Alabama is one of the few states that does not have a dedicated workers’ compensation court system, but utilizes circuit courts for all claims disputes. The state Legislature adopted the benefit-review conference approach in 1992 as a way to avoid court review on claims. The program allows an ombudsman from the state Department of Labor to mediate.
In this case, electrician John Gray sustained a serious head injury in 2014 while at work for the cast iron pipe company, known as ACIPCO. Two years later, he, his attorney, the employer and the ombudsman signed off on the agreement, letting the pipe company avoid responsibility for the claim while the suit against the warehouse was pending.
The employer also released any potential subrogation interest it may have had in Gray’s suit against the warehouse owner, the court explained.
In 2017, a federal court dismissed Gray’s tort suit against the warehouse. Two years after that, a probate court declared Gray mentally incompetent and appointed his mother-in-law to be his guardian. Strickland then filed the workers comp claim, arguing that the mediation agreement was void because of the electrician’s mental state.
Gray’s wife had said in an affidavit that he had difficulty understanding written instructions after his head injury, that he believed he was in the 1980s and did not recall that he had a wife and two children, the Supreme Court said. Alabama Cast Iron Pipe contented that, regardless, Gray and his attorney had signed the agreement in 2016, denoting that had read and understood it.
But the majority of the justices said state law is clear on contracts signed by mentally impaired people. The agreement is voided, so the 60-day window for cancelling the agreement does not apply.
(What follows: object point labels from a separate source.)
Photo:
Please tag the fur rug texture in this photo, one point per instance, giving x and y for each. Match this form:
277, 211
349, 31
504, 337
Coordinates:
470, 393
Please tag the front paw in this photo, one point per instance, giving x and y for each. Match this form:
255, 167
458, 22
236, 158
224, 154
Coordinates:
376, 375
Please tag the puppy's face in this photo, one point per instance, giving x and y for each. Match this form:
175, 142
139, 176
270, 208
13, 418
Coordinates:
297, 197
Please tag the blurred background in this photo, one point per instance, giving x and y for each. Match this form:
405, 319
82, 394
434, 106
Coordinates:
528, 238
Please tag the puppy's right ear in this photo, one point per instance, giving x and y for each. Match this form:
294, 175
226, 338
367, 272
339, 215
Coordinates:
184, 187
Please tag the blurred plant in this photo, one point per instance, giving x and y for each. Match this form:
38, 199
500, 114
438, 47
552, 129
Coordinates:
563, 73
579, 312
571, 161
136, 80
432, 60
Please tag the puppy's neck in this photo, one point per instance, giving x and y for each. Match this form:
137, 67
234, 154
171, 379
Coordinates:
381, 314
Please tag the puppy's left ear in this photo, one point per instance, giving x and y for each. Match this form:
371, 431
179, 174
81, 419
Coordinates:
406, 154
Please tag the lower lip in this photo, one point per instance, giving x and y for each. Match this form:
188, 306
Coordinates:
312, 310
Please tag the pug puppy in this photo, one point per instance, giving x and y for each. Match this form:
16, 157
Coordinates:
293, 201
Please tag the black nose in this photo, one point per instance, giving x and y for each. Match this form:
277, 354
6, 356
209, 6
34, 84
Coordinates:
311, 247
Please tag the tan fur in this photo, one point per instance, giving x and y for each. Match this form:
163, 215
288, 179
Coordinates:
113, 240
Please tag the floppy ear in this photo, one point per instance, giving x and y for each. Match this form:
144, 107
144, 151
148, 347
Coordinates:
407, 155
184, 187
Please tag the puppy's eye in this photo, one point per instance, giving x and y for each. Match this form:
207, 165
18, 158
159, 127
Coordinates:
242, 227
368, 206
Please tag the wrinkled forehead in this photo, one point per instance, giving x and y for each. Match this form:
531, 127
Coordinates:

“This court presumes that when the Legislature enacted the legislation creating the ombudsman program in 1992, it was well aware of the long-standing statutory and common-law principle that a contract is absolutely void if entered into by a person who lacked the requisite mental capacity,” the court wrote.
The justices quoted from a 1905 state Supreme Court decision: “This court is fully committed to the doctrine that the contract of an insane person is absolutely void.” For parties to agree to something, they must understand it, the court said.
The majority said that if the court adopted the pipe company’s interpretation of Alabama law, then Gray “will have (1) relinquished his right to pursue a potentially meritorious workers’ compensation claim by signing the 2016 agreement while mentally incompetent, (2) consented to a procedure, which he lacked the capacity to understand … and (3) waived any right to collaterally attack the 2016 agreement as void ab initio after the expiration of the 60-day period.”
Justice William Sellers dissented. He wrote that Gray’s attorney and wife were present when he signed the agreement.
“To further assure that Gray’s agreement to settle his claim against ACIPCO was appropriate, a neutral ombudsman reviewed the agreement and also concluded that it was fair,” Sellers said.
Alabama comp law allows two-thirds of a worker’s average weekly wage for permanent total disability, up to $983 a week, with no limit on the duration of benefits, according to a 2022 report by the Workers’ Compensation Research Institute.